New York Times Tweaks Article Questioning Jewish Temples’ Existence on Temple Mount
The New York Times walked back an article that questioned whether two Jewish temples ever existed on the site of the Temple Mount in Jerusalem.
The article, written by Rick Gladstone, a Times foreign editor, originally published on Oct. 8, read: “The question, which many books and scholarly treatises have never definitively answered, is whether the 37-acre site, home to Islam’s sacred Dome of the Rock shrine and Al Aqsa Mosque, was also the precise location of two ancient Jewish temples, one built on the remains of the other, and both long since gone.”
The article was amended the following day and a correction published in the newspaper.
The correction stated: “An earlier version of this article misstated the question that many books and scholarly treatises have never definitively answered concerning the two ancient Jewish temples. The question is where precisely on the 37-acre Temple Mount site the temples had once stood, not whether the temples had ever existed there.”

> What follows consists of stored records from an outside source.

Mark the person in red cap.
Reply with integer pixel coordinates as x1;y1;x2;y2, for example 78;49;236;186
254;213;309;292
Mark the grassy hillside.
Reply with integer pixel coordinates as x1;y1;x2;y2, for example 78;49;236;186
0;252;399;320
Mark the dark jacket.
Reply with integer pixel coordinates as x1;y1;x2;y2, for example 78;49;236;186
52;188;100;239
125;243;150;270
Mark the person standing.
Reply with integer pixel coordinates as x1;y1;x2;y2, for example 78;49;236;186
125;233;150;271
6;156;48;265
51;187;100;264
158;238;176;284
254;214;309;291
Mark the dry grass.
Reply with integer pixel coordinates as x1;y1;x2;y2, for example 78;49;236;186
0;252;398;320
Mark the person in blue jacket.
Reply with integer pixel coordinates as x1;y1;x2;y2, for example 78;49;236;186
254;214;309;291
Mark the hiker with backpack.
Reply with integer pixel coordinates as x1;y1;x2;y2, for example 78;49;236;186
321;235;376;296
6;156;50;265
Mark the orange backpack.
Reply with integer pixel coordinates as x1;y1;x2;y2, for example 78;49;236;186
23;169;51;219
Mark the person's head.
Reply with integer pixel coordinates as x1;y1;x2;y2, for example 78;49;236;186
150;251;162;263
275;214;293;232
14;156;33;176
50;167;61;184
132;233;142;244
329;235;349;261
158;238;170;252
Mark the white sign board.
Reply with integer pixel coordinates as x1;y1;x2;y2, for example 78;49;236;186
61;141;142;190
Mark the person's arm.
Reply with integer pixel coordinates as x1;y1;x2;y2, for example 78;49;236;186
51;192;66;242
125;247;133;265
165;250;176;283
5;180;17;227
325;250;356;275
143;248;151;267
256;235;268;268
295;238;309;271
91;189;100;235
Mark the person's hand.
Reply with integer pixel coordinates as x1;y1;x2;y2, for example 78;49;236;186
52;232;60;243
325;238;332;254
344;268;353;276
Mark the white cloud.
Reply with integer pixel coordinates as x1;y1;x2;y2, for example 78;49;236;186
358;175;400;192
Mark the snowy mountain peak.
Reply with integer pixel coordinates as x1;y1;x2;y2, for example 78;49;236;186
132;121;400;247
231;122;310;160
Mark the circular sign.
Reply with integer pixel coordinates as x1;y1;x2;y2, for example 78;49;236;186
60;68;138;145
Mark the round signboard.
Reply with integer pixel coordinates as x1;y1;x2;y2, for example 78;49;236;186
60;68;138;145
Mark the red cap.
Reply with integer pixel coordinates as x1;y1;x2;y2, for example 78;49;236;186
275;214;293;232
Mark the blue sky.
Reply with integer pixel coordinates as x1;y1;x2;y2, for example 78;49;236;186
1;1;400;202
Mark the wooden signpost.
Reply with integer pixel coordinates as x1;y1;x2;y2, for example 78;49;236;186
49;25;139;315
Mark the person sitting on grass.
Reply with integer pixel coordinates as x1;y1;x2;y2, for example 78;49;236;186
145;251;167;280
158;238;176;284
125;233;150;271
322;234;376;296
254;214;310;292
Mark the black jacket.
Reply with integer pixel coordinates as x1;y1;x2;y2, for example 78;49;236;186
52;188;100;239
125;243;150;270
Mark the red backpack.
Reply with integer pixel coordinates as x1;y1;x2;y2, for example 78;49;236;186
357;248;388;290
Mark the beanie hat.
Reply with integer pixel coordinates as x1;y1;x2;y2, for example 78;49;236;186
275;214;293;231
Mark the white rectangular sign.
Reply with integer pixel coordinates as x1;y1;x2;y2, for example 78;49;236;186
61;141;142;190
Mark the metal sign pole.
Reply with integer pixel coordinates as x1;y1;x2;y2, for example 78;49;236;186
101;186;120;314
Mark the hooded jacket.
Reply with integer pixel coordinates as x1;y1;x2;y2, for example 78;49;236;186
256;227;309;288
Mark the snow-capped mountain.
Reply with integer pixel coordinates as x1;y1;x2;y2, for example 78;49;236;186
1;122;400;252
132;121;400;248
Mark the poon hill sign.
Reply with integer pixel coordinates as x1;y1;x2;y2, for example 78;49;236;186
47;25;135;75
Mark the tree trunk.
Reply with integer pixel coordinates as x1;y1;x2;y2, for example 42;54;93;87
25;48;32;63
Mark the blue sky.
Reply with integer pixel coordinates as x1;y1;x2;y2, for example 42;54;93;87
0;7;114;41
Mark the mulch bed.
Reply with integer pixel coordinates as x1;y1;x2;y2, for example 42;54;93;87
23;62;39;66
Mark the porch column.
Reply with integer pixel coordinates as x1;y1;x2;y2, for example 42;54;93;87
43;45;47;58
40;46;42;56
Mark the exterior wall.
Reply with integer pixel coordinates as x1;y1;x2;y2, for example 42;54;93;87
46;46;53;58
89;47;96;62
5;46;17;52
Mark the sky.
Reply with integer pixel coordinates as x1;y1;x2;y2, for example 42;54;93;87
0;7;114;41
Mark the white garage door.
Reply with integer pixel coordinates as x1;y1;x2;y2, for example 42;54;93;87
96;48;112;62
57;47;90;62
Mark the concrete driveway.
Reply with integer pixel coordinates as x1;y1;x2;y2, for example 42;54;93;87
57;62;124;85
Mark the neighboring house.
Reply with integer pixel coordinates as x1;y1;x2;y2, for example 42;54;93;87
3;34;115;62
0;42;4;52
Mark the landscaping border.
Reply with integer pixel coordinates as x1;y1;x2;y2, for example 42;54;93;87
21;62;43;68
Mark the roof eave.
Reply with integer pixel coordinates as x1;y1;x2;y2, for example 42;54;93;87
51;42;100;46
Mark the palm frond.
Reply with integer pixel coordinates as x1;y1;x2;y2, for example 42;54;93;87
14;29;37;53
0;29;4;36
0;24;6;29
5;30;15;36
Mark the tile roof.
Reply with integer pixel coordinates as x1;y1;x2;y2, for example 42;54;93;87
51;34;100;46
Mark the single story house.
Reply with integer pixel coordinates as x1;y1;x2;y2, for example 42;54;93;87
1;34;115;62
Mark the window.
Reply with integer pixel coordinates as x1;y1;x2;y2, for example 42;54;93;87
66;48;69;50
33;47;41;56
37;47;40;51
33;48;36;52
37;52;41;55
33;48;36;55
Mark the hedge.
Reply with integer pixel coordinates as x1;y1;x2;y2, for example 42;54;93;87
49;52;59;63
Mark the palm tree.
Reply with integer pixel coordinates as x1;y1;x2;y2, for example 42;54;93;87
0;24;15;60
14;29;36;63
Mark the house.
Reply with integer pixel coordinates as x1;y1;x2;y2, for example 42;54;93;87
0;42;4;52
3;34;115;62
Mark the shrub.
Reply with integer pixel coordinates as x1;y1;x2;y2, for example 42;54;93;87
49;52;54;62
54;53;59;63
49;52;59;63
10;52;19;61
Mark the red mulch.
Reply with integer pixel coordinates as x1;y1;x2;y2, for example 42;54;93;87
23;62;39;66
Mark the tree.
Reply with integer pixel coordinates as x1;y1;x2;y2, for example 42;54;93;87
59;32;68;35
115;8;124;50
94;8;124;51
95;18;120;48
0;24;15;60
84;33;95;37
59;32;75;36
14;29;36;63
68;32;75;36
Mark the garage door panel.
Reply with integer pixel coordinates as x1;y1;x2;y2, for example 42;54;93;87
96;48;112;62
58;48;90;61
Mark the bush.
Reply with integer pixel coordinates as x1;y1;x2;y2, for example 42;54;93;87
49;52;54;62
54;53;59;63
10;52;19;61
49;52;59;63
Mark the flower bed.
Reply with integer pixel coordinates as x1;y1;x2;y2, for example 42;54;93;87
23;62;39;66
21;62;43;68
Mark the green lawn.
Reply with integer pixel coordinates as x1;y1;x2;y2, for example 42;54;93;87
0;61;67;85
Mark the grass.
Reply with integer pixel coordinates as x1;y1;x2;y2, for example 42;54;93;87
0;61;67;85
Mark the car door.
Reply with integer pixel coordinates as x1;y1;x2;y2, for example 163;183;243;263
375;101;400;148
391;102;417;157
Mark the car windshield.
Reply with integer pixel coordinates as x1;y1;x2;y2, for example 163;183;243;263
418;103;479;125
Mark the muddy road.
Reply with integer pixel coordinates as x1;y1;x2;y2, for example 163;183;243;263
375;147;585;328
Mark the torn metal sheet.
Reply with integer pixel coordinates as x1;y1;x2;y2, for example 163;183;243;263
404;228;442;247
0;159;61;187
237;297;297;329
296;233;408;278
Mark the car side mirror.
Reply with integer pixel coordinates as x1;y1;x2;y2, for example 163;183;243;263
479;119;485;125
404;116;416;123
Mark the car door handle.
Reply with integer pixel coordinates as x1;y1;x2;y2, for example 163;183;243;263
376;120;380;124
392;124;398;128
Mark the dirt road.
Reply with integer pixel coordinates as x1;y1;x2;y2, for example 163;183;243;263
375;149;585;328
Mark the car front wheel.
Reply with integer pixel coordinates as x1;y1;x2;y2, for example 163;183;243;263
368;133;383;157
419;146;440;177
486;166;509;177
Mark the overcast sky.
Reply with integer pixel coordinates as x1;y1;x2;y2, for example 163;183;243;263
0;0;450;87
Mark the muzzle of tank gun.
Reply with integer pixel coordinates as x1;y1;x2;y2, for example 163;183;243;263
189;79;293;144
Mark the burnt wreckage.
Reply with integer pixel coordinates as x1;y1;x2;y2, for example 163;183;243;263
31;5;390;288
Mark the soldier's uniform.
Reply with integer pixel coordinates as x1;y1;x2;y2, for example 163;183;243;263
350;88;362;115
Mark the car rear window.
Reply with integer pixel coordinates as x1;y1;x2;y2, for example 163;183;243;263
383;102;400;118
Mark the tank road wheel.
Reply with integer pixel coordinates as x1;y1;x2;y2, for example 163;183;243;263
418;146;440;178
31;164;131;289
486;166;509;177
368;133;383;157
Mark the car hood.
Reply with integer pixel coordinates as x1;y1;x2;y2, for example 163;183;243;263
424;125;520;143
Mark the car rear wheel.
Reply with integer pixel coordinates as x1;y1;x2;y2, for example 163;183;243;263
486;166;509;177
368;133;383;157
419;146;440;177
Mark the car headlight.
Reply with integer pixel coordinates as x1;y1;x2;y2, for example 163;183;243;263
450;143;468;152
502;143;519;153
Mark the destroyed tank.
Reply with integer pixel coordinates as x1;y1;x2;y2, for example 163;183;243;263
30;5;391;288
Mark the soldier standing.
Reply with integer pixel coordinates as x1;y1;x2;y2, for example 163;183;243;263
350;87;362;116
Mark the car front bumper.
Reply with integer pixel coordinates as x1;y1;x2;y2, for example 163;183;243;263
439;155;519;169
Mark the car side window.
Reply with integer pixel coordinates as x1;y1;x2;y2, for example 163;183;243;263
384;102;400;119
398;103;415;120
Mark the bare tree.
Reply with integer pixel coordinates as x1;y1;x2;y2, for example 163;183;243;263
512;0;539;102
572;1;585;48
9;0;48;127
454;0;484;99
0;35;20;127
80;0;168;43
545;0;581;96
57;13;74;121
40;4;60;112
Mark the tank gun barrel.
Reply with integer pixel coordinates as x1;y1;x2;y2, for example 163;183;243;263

The tweaks to the article were shown in a post on the newsbusters.org website.
The corrected paragraph was edited to read: “The question, which many books and scholarly treatises have never definitively answered, is where on the 37-acre site, home to Islam’s sacred Dome of the Rock shrine and Al Aqsa Mosque, was the precise location of two ancient Jewish temples, one built on the remains of the other, and both long since gone.
The article points out that the Muslim Waqf, which maintains authority over the holy site, “has never permitted invasive archaeological work that could possibly yield proof.”
The article goes on to cite substantial evidence, including the historian Flavius Josephus and historical records of the Romans documenting the destruction, that the Second Temple stood on the site, likely in the immediate vicinity of the Dome of the Rock, the third holiest site for Muslims.
“The most direct physical evidence of the temple’s existence on the site is the Western Wall, an outer wall spared by Roman destruction,” the article said. “The wall has become a holy site in itself, drawing millions of Jews for prayer.”